Locke et l'inquiétude ; "psychologie" de l'empirisme et de l'innéisme
Le maître-mot de l'Essai sur l'entendement humain n'est pas tant celui de sensation (d'où procèdent les idées de l'esprit, les préceptes moraux, l'activité de l'âme) que celui d'uneasiness que Pierre Coste rend par le terme d'inquiétude, imprimé en caractères italiques. Manque d'aise et de tranquillité de l'âme, lié à l'absence d'un bien qui procurerait du plaisir s'il était présent, l'inquiétude n'est donc pas à proprement parler une douleur, mais plutôt un malaise et peut incliner l'âme aussi bien à fuir une douleur qu'à rechercher un plaisir. Dans le chapitre 2.20 de l'Essai, où il expose sa théorie des passions, Locke ajoute l'inquiétude aux deux passions simples que sont le plaisir et la douleur. En réalité, l'inquiétude est le moteur de l'action. L'inquiétude qu'un homme ressent en lui-même pour l'absence d'une chose qui lui donnerait du plaisir si elle était présente, c'est ce qu'on nomme désir, qui est plus ou moins grand selon que cette inquiétude est plus ou moins ardente. Et il ne sera peut-être pas inutile de remarquer en passant que l'inquiétude est le principal, pour ne pas dire le seul aiguillon qui excite l'industrie et l'activité des hommes. (les italiques sont nôtres)

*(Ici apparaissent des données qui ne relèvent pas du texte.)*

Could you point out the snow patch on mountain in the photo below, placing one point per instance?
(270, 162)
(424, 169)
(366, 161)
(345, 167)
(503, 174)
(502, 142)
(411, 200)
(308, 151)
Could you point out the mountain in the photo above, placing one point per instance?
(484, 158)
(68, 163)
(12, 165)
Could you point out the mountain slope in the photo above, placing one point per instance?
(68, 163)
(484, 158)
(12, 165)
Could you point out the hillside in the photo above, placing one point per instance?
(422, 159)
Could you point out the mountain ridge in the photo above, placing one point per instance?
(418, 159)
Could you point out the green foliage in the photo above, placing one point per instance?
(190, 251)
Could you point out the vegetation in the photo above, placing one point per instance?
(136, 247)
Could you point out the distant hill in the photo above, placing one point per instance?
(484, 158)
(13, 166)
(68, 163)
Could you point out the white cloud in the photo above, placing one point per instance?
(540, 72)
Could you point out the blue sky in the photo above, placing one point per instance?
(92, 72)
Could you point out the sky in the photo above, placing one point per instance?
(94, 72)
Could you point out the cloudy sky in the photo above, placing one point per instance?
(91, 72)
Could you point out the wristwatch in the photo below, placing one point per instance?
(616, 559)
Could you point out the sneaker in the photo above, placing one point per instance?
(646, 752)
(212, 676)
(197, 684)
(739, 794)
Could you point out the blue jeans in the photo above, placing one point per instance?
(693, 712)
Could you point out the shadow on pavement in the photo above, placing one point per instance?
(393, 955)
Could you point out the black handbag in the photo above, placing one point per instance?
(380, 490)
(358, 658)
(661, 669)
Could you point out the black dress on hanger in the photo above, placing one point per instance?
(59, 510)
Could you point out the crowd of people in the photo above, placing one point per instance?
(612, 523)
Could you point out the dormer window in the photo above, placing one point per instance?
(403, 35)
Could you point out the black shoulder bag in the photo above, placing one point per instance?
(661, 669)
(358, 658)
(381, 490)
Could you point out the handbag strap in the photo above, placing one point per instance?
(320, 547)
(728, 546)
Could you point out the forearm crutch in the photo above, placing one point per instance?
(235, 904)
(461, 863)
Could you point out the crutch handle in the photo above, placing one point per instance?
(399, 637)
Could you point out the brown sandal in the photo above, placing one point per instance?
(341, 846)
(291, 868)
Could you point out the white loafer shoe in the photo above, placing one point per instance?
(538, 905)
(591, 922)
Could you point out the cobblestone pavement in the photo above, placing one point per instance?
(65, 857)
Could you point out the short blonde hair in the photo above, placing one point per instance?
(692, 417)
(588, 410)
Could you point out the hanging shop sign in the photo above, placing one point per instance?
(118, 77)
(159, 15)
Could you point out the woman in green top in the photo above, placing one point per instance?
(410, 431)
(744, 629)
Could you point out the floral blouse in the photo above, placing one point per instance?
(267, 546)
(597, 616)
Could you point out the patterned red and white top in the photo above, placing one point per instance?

S'il fallait faire la psychologie de l'empirisme, comparé à l'innéisme, on pourrait dire que l'empiriste (on l'a noté) ne croit pas à l'harmonie préétablie, il est l'ouvrier d'un monde à construire. Locke, philosophe juriste de la Constitution anglaise et de la Nouvelle-Angleterre, est le philosophe du travail (Le travail, qui était le mien, d'arracher ces choses de l'état de possessions communes où elles étaient, y a fixé ma propriété. Second Traité du Gouvernement Civil), de la conquête et de l'expansion coloniale. Dans une lettre datée du 10 juin 1831, Tocqueville en Amérique décrit ainsi les deux caractères saillants qui distinguent ce peuple-ci [
] : l'esprit industriel et l'inquiétude de l'esprit. Le pionnier, cet homme inconnu est le représentant d'une race à laquelle l'avenir du Nouveau Monde appartient, race inquiète, raisonnante et aventureuse qui fait froidement ce que l'ardeur seule des passions explique, qui trafique de tout sans excepter même la morale et la religion. (Voyage en Amérique, 1991, édition de la Pléïade, I, p. 373) Sur ses traits sillonnés par les soins de la vie règne un air d'intelligence pratique, de froide et persévérante énergie qui frappe au premier abord. (id. p. 372) Nation de conquérants [
] qui s'enfonce dans les solitudes de l'Amérique avec une hache et des journaux [
] qui [
] n'a qu'une pensée, et qui marche à l'acquisition des richesses, unique but de ses travaux, avec une persévérance et un mépris de la vie, qu'on pourrait appeler de l'héroïsme si ce nom convenait à autre chose qu'à la vertu. (id. 373). Skinner est au melting-pot, ce que Locke est au pionnier (voir : chapitre 8.14 : L'invention néolithique ou : le triomphe des fermiers). Le creuset américain est un monde ouvert, où rien n'est programmé, où règne l'idéal du self made man.